1. Fantastic explanation! This is the first time I feel like I understand what the svd is actually doing.

2. Thanks, Rick. The SVD is also the brains behind the Belsley-Kuh-Welsch collinearity diagnostics in PROC REG.

• Good to hear from you, Charlie. You are mathematically correct. Numerically, PROC REG uses the eigenvalue decomposition of the symmetric covariance or correlation matrix (as stated in the documentation), which is more efficient. You can derive the spectral (eigenvalue) decomposition from the SVD:
If X = UDV` then
X`X = VD`U`UDV`
= VD`DV` by orthogonality
= VQV` where Q=D*D is the matrix of eigenvalues.
That proves the spectral decomposition.

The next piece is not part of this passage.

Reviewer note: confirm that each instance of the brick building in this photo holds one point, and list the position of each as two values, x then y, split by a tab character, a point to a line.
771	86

Because PROC REG has to compute the X`X matrix for regression, it uses that matrix for the collinearity diagnostics, too.

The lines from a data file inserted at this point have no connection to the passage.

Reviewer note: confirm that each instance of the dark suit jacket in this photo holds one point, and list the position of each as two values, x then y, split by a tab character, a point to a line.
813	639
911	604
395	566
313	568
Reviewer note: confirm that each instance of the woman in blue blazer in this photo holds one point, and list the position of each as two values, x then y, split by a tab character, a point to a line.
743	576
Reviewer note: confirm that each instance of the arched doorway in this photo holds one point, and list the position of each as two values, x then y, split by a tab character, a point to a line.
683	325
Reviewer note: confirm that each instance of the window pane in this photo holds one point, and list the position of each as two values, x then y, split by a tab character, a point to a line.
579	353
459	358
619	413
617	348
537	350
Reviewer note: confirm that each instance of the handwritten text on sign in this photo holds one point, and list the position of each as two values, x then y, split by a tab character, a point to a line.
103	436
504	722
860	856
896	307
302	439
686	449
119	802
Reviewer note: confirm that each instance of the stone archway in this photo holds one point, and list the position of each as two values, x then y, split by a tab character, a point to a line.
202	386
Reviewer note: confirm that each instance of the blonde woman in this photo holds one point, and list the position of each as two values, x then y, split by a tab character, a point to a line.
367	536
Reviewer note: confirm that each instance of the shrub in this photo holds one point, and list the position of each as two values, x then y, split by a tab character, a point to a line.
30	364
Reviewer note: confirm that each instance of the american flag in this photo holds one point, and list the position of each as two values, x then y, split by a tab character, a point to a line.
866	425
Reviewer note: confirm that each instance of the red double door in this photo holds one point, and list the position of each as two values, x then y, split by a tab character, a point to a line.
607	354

3. 1976 Matrix Singular Value Decomposition Film at the Los Alamos National Laboratory

4. Hi Rick,

Regarding this statement:" The principal components of A.T * A are the columns of the V matrix; the scores are the columns of U":

1) Sometimes I'm very confused by the terminologies used by different authors. “principal components” and “scores” in this blog can be read as “principal axes/principal directions” and “principal components” respectively in other literature.

2) The V in A = U Σ V.T, is computed as the eigenvectors of A.T * A. so, the phrase “The principal components of A.T * A” might not be appropriate, since it is the principal components (or principal axes) for the data A itself.

3) The scores (or principal components used by other authors) are not the columns of U; they are columns of U * Σ or A*V if my memory serves me well …

• Thanks for writing. Yes, the terminology is difficult to follow between different authors. I tried to be consistent with SAS documentation and with J. E. Jackson's comprehensive User's Guide to Principal Components, which I consider to be one of the best books on PCA.

In statistics, the word "scores" seems to mean "coefficients that enable you to write one set of variables as a linear combination of a set of basis vectors." Thus "scores" don't have an exact meaning until you specify an exact basis. If you choose V.T for the (orthonormal) basis, then the "scores for A" are U*Sigma, as you say in (3). However, if you choose Sigma.V.T as a basis, then the "scores for A" are just U. Some authors call Sigma*V.T the principal components; others use V.T, which are also called the principal component directions.

5. I have read lot of articles and none of them explained it's geometrical interpretation so clearly. Thank-you very much for this article.